This line tells NDIP where the tool\'s container can be found.

```

        <container type="docker">savannah.ornl.gov/ndip/tool-sources/playground/fractal:0.1</container>

```

This section defines the tool\'s inputs. In this example, the tool requires an input by the name `Option`. The valid values for `Option` are `mandlebrot`, `julia`, `random`, and `markus`.

```

    <inputs>

        <param name="option" type="select" display="radio" label="Select Option">

            <option value="mandelbrot" selected="true">Mandelbrot Set</option>

            <option value="julia">Julia Set Animation</option>

            <option value="random">Random Walk</option>

            <option value="markus">Markus-Lyapunov Fractal</option>

        </param>

    </inputs>

```

This section describes the output from the tool. The Fractal tool results in a single output file named `output`. Tool outputs will be discussed more below.

```

    <outputs>

        <data auto_format="true" name="output" label="$option">

        </data>

    </outputs>

```

A comprehensive list of tools, and links to their XML, can be found in Calvera's documentation on the [tools](https://calvera.ornl.gov/docs/tools/) page.

## Setting up the Fractal tool

Let\'s create a `Fractal` class that uses `nova-galaxy` to run the `neutrons_fractal` tool on NDIP. You can find the complete code for this episode in the `code/episode_3` directory.

**1. `Fractal` Class (`src/nova_tutorial/app/models/fractal.py`) (Create):**

To get started, let\'s create the Fractal class. Create an empty file at `src/nova_tutorial/app/models/fractal.py`. Add the following pieces of code to the newly created file.

*   **Imports**:  The `Fractal Class` will start by importing the necessary classes from `nova-galaxy`:

```python

import os

from nova.galaxy import Connection, Parameters, Tool

```

*   **`__init__` method**:  In the `__init__` method, we initialize the `Fractal` class. Note how we retrieve `GALAXY_URL` and `GALAXY_API_KEY` from environment variables. This establishes how we will connect to NDIP:

```python

class Fractal:

    def __init__(self):

        self.fractal_type = "mandelbrot"  # Default fractal type

        self.galaxy_url = os.getenv("GALAXY_URL")

        self.galaxy_key = os.getenv("GALAXY_API_KEY")

```

*   **`run_fractal_tool` method**: This method encapsulates the logic for running the `fractal` tool.
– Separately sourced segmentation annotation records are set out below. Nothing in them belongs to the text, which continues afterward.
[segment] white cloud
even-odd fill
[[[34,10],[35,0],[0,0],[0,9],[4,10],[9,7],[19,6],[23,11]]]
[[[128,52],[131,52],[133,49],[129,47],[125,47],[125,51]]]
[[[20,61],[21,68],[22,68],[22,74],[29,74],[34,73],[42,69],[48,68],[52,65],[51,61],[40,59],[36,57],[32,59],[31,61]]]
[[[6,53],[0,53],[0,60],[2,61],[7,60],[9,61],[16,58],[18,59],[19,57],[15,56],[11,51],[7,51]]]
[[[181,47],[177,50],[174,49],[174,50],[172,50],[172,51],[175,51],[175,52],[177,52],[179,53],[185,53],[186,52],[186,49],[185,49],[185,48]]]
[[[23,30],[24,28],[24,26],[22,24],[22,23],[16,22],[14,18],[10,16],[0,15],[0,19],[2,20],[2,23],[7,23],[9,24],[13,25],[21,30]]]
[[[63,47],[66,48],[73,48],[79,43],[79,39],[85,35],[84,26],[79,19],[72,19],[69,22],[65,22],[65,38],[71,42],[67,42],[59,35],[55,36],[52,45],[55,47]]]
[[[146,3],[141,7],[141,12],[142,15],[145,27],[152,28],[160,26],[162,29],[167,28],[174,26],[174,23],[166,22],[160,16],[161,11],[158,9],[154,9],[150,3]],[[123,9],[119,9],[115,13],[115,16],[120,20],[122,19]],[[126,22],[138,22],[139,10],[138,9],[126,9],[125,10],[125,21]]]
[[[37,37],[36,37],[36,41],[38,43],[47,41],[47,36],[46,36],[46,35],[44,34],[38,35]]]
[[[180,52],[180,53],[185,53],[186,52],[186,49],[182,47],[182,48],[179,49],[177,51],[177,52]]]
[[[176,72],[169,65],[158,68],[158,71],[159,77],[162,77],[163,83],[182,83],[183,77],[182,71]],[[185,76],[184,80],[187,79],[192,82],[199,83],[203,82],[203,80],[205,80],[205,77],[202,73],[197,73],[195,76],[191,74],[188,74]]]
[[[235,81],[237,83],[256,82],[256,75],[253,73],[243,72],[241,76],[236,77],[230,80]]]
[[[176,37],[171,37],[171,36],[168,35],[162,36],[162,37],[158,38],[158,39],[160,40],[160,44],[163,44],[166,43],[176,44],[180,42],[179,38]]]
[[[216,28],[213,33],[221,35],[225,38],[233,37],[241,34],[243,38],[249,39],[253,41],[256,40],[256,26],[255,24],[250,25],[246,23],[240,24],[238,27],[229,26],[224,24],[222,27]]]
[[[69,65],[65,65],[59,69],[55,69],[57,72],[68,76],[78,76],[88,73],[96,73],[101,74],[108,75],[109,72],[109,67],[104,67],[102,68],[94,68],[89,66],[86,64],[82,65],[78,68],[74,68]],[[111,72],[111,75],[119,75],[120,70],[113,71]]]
Let\'s examine the key steps within this method:

    *   **Instantiate `Connection`, `Tool`, and `Parameters`**: We create instances of the `Connection`, `Tool`, and `Parameters` classes:

```python

    def run_fractal_tool(self):

        conn = Connection(galaxy_url=self.galaxy_url, galaxy_key=self.galaxy_key)

        tool = Tool(id="neutrons_fractal")

        params = Parameters()

        params.add_input(name="option", value=self.fractal_type)

```

Note that we create a `Tool` object with the `id="neutrons_fractal"`. This tells `nova-galaxy` which NDIP tool we want to run. The obvious question at this point is how do we know the id of the tool and what parameters it expects? We can look at the tool\'s launch page in calvera for some hints but ultimately we have to look at the tool\'s [xml file](https://code.ornl.gov/ndip/galaxy-tools/-/blob/dev/tools/neutrons/test_tools/fractal.xml?ref_type=heads).

*   **Connect and Run the Tool**:  The `with conn.connect() as galaxy_connection:` block establishes a connection to NDIP and ensures proper handling of the connection:

```python

        with conn.connect() as galaxy_connection:

            data_store = galaxy_connection.create_data_store(name="fractal_store")

            data_store.persist()

            print("Executing fractal tool. This might take a few minutes.")

            output = tool.run(data_store, params)

            output.get_dataset("output").download("tmp.png")

        print("Fractal tool finished successfully.")

```

The line `data_store.persist()` saves your datastore after the "with" block is exited. Without calling this method, all tools, running or finished, along with their results will be discarded after the "with" block finishes execution.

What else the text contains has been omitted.